O auxílio emergencial desencadeou no Brasil um debate sobre renda mínima. Políticos do PP à Rede, passando pelo PSDB de Serra, apresentaram ideias ou escreveram artigos. As filas para receber o auxílio emergencial – imagem que se tornou emblema da tragédia brasileira do coronavírus – chamaram atenção para um contingente que precisamos conhecer melhor: o dos “brasileiros do meio”.

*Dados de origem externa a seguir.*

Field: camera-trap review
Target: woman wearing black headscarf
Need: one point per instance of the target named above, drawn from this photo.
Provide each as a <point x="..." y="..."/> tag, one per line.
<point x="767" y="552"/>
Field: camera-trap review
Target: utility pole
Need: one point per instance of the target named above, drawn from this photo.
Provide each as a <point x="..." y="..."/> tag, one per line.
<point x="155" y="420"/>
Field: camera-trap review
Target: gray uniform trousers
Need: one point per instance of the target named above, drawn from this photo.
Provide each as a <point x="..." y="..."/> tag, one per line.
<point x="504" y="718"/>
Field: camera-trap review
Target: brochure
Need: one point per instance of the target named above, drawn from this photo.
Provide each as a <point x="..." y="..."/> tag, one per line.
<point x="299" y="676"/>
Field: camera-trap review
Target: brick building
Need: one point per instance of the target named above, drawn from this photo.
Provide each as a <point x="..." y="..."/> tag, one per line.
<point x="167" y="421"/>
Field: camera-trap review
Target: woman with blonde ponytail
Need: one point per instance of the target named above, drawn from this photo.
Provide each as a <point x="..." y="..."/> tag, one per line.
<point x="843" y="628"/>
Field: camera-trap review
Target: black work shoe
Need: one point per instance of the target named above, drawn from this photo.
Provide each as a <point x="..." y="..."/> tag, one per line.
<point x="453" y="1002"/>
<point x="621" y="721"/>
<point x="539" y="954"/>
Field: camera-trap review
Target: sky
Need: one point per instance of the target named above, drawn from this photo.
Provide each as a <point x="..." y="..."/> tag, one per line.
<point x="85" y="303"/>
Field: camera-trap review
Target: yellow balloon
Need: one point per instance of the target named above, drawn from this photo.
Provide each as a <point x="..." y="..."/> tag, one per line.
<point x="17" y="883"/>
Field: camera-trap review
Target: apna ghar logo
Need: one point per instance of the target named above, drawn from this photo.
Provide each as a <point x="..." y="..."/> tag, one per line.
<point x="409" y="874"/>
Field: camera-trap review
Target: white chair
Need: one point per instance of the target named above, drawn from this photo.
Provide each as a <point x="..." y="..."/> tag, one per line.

A expressão foi utilizada pelo sociólogo Marcelo Medeiros, professor visitante na universidade Princeton, durante live promovida pelo Instituto Fernando Henrique Cardoso, da qual também participou a economista Monica De Bolle. Medeiros observou que os brasileiros de baixíssima renda estão visíveis para o Estado, cadastrados em programas como o Bolsa Família. Entre eles e os mais ricos, existe um enorme contingente que não aparece nos cadastros. Mas são igualmente vulneráveis: qualquer sismo na economia pode jogar esses “brasileiros do meio” na pobreza.
Tal fenômeno, comum na América Latina, é mapeado num texto do economista Francisco Ferreira, do Banco Mundial. Segundo o estudo, 2/3 dos cidadãos latino-americanos se enquadram na categoria – no Brasil, algo como 140 milhões de pessoas. Destes, 2/3 têm alta probabilidade de cair na pobreza num espaço de dez anos – no Brasil, 93 milhões de cidadãos. O auxílio emergencial cobre apenas parte do contingente. Estendê-lo a todos seria inviável do ponto de vista fiscal. O que fazer?
Para os “brasileiros do meio”, poderia ser criado o que Medeiros chama de “rede de bombeiro” – um mecanismo que, num momento de vulnerabilidade, fizesse algum tipo de auxílio chegar a eles, e rapidamente. Para isso, a chave seria fazer um cadastro melhor – e diminuir entraves burocráticos. Medeiros lembra que a Índia conseguiu incluir a maioria de seus cidadãos vulneráveis no sistema bancário. Seria uma solução possível.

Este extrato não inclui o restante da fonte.